Location
- Country: Canada
- Province: Quebec
- Region: Côte-Nord
- RCM: Le Golfe-du-Saint-Laurent

Physical characteristics
- Mouth: Gulf of Saint Lawrence
- • coordinates: 50°12′40″N 60°57′46″W﻿ / ﻿50.2111111°N 60.9627778°W
- • elevation: 0 metres (0 ft)
- Length: 28 kilometres (17 mi)
- Basin size: 338 square kilometres (131 sq mi)

= Musquanousse River =

The Musquanousse River (Rivière Musquanousse) is a salmon river in the Côte-Nord region of Quebec, Canada. It flows south and empties into the Gulf of Saint Lawrence.

==Location==

The Musquanousse River is 28 km long from its source.
It forms as a stream that drains Lake Musquanousse, which is 19 km long and 4.7 km wide.
The river then traces an erratic path through many lakes, including Lake Marie-Claire, Lake Des Outardes and Lake Missu before flowing for about 20 km to the Gulf.
In this section the river descends through falls and numerous rapids towards a broad T-shaped bay, which connects by a narrow neck with the Gulf.

The mouth of the Musquanousse River is about 10 km east of the Musquaro River.
It is in the municipality of Côte-Nord-du-Golfe-du-Saint-Laurent in Le Golfe-du-Saint-Laurent Regional County Municipality.

==Name==

In 1694 Louis Jolliet wrote of the Mascoüarou and smaller Mascoüarouchis rivers.
The name means "little river of the black bear tail".
The surveyor J. B. A. Gould gave the lake and river this name in 1899 in a survey report.
The Musquanousse River is also known as the "Little Musquaro River".

==Description==

The Dictionnaire des rivières et lacs de la province de Québec (1914) says of the river,

Also called the Petit Musquarro. It is a watercourse of the north coast that empties into the Gulf of Saint Lawrence, and which flows between rocky mountains. It is the first river one encounters below the Musquarro River.
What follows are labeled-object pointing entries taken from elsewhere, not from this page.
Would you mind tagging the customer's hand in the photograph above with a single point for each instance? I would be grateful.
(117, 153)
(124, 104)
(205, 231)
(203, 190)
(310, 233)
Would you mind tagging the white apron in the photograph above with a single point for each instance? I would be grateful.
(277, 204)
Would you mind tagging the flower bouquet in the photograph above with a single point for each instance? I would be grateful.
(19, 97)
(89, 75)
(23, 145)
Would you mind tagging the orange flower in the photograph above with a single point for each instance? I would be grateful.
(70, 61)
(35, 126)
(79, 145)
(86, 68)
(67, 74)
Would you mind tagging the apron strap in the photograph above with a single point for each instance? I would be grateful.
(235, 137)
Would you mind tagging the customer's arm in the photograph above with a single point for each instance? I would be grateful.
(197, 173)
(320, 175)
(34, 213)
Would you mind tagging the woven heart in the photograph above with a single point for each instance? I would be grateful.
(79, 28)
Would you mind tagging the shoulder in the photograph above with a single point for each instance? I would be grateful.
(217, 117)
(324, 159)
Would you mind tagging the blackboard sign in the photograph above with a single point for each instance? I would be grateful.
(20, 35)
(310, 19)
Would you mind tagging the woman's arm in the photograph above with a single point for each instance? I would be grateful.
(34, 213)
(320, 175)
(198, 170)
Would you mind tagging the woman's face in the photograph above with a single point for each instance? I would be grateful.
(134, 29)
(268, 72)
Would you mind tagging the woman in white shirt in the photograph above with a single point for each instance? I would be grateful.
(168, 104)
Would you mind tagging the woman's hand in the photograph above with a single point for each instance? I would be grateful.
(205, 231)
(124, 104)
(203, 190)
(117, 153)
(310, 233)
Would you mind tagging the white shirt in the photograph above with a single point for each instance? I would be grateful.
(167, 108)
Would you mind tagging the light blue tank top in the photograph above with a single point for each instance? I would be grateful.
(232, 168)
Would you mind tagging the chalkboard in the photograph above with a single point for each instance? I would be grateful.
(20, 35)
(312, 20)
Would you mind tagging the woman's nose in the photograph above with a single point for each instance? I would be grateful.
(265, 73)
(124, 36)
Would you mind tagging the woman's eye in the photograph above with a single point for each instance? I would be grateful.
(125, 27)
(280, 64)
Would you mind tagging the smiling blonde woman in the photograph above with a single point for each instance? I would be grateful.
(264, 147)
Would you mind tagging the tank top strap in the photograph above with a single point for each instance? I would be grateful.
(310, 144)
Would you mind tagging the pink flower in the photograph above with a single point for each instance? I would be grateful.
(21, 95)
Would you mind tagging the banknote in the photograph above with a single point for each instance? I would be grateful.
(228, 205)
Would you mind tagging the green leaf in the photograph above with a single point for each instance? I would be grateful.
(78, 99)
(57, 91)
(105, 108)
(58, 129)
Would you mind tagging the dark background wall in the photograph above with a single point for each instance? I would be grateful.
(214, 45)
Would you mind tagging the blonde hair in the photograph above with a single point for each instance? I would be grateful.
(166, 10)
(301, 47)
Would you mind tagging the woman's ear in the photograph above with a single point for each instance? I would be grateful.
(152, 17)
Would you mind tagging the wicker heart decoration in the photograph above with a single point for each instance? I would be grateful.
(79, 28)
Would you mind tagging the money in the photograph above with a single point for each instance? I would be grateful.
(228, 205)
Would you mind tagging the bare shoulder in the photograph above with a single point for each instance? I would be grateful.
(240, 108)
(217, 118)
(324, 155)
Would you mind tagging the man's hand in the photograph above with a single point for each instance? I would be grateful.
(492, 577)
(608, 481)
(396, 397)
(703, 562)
It is navigable by canoe for a length of about five miles, then until Lake Musquanousse it is nothing but a contonuous sequence of falls, rapids and small lakes. There are few trees on the banks of the river. All the surrounding region is good hunting territory. The river itself is home to otters, ducks, plovers, snipes etc. There are many trout at the foot of the falls.

==Basin==

The Musquanousse River basin covers 338 km2.
It lies between the basins of the Musquaro River to the west and the Washicoutai River to the east.
It is partly in the unorganized territory of Petit-Mécatina and partly in the municipality of Côte-Nord-du-Golfe-du-Saint-Laurent.
A map of the ecological regions of Quebec shows the Musquanousse River in sub-regions 6o-T, 6n-T and 6m-T of the east spruce/moss subdomain.
Wildlife in this mountainous landscape include Moose, bear, wolf and bald eagle.
The river is also frequented by bustards and ducks.

==Fishing==

The Musquanousse, including lakes Marie-Claire, Missu, Musquanousse and Des Outardes, is recognized as an Atlantic salmon river.
Between 2013 and 2017 an average of 24 salmon were reported caught each year.
The six lakes that the river flows through increase its effective length for fish from 28 to 60 km.
All the lakes are accessible to salmon to varying degrees, and some reach Lake Musquanousse at the head of the river.
The stream is home to Atlantic salmon and brook trout, including anadromous and landlocked specimens of both species.
The Pourvoirie Musquanousse provides outfitter services.
It holds exclusive rights over the entire river and chain of lakes, as well as the estuary.
There are nine pools for fishing salmon by wading or from boats.